Em 1737, há quase trezentos anos, o escritor português António José da Silva, mais conhecido por o Judeu, levava à cena, em pleno Bairro Alto, em Lisboa, a célebre peça as “Guerras de Alecrim e Manjerona”, uma sátira exemplar à sociedade portuguesa setecentista.
A peça, para quem conhece a obra, é uma comédia de enganos. Na dupla intriga amorosa há fidalgos galantes mas sem ética, aristocratas avarentos, exageros barrocos, críticas à justiça, à medicina e às rivalidades entre grupos carnavalescos. A rivalidade entre dois ranchos carnavalescos é o primeiro plano da intriga amorosa que se desenrola numa sucessão de peripécias e trocadilhos hilariantes. De recordar que o autor da obra foi barbaramente torturado e executado pela Inquisição.

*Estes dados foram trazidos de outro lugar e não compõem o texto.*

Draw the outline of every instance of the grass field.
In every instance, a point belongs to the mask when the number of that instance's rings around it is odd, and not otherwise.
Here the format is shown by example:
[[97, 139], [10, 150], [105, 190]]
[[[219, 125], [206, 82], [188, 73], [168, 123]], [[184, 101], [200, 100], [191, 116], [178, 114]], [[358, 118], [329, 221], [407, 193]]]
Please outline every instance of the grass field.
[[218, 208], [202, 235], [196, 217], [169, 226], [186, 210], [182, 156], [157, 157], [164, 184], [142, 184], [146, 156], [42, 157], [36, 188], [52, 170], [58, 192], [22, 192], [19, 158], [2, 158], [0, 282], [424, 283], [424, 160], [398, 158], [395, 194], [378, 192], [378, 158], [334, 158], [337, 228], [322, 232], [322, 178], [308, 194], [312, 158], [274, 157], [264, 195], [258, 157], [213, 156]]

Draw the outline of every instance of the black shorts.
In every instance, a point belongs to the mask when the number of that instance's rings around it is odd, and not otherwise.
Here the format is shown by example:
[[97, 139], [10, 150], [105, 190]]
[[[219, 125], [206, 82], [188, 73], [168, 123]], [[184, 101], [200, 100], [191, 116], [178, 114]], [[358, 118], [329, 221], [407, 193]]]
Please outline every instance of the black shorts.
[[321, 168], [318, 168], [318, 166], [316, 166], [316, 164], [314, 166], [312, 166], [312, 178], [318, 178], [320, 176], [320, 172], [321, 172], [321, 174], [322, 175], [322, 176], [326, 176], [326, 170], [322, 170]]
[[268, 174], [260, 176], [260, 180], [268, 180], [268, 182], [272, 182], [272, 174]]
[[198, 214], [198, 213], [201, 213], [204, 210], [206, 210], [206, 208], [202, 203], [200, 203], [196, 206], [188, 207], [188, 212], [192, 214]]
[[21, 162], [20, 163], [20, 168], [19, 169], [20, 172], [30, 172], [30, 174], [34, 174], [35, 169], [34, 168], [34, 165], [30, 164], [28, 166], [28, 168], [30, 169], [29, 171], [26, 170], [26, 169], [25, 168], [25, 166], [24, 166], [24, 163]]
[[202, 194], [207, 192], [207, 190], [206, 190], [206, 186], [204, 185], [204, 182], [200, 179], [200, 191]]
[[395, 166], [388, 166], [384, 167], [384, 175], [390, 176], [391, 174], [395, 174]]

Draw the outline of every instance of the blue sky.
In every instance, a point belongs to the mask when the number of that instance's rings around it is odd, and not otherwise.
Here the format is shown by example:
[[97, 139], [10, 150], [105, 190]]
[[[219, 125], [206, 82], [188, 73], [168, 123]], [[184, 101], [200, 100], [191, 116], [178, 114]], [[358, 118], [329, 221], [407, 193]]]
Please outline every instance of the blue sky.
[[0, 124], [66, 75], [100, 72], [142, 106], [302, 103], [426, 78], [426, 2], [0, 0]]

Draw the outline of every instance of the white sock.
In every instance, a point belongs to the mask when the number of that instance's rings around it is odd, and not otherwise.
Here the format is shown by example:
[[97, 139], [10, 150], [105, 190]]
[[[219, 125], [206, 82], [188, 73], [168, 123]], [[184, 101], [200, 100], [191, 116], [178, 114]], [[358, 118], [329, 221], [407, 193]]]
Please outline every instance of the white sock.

Lembrei-me da obra de António José da Silva a propósito dos argumentos que se vão esgrimindo em praça pública sobre as hipotéticas obras no hospital da Guarda.
Em plena crise pandémica, com o hospital da Guarda a entrar em ruptura, com doentes a morrer às dezenas, eis que não há mais nada para discutir do que as obras do hospital. Esquecem-se os graves problemas gerados pelos sucessivos governos que foram desinvestindo na saúde, tudo em prol do privado.
Aqui pela Guarda, mesmo às portas do tão apelidado Parque da Saúde, surge um novo equipamento que vai retirar ao hospital público não só técnicos como igualmente prestar todo o tipo de exames complementares que deviam ser realizados na Unidade Local de Saúde. Mas isso pouco ou nada importa aos políticos ou àqueles que se fazem passar por isso.
Que lhes importa que os dinheiros públicos sejam desviados do SNS, em proveito de outros projetos? Rigorosamente nada. Os próprios médicos, ou porque os exames do provado lhes parecem mais fidedignos ou por outras razões que não desejo aqui abordar, acabam a dar para este peditório!
Imagine-se, com a contínua perda de poder de compra e de negociação do próprio estado, o que será dentro de anos a carência de profissionais de saúde qualificados que já existe. É por isso que o problema da atual pandemia não se resolve com camas e mais camas para as quais não há equipamentos nem profissionais suficientes.
Não me esqueço que António Costa, candidato a primeiro- ministro, anunciou em frente à Câmara Municipal da Guarda, no dia 8 de Setembro de 2019, o descongelar da 2.ª fase das obras no Hospital da Guarda. Estivesse a referir-se ao pavilhão 5, antigas urgências, e ao chamado comboio, ou apenas a uma das obras, afirmou o seguinte: «E porque queremos que quem cá viva, no interior do país, tenha tão boas condições de vida aqui como quem vive nos grandes centros urbanos do litoral, é que nós assumimos o compromisso de descongelar a segunda fase do hospital da Guarda e arrancar com essa obra que é fundamental para o futuro desta cidade», fim de citação. Para mais à frente referir que, e passo novamente a citar: «Porque nós é aqui no interior que temos que fazer o maior esforço de infraestruturas, para ser um território ainda mais atrativo para a fixação das populações”.
Para além de não se referir, propositadamente ou não, a que obras estavam em questão, o mais importante do discurso residiu naquilo que implicitamente o senhor candidato não disse. É que até podem construir tudo que quiserem, um, dez ou cem hospitais em cada cidade. Mas sem gente para os fazer funcionar, as promessas não passam de uma mão cheia de nada! Só paredes não chegam. Importa equipar as infraestruturas de meios que lhes permitam funcionar adequadamente.
Todas as esperanças, promessas, disputas políticas que esqueçam este desiderato fundamental apenas servem as guerras de alecrim e da manjedoura, perdão, da manjerona.
Ironicamente, ou talvez não, a ministra da Coesão Territorial anunciou, no final de uma reunião com o atual Conselho de Administração da ULS, que não serão uma, nem duas as obras a executar no Hospital Sousa Martins. Serão três! Isso mesmo, três!
Prometeu que a breve prazo arrancarão obras consideradas urgentes, quer no edifício do «comboio», quer no antigo edifício da Administração Regional de Saúde, onde se encontra a sede da ULS. E também, já agora, uma empreitada no pavilhão 5. Contas feitas, serão 11 milhões de euros para remendos. Segundo a ministra, «se tudo correr bem», poderá haver obras no início de 2022.
O que quis a ministra dizer com «se tudo correr bem»? É que se não correr bem será tão mau para a Guarda como já o é, sobretudo se se continuar a esquecer os equipamentos e os profissionais.
Parece que, por enquanto, cada um ficará em paz com a sua quinta. Como dizia o Judeu na obra citada, todos têm uma quinta, entre a quarta e a sexta. Tenham uma boa semana.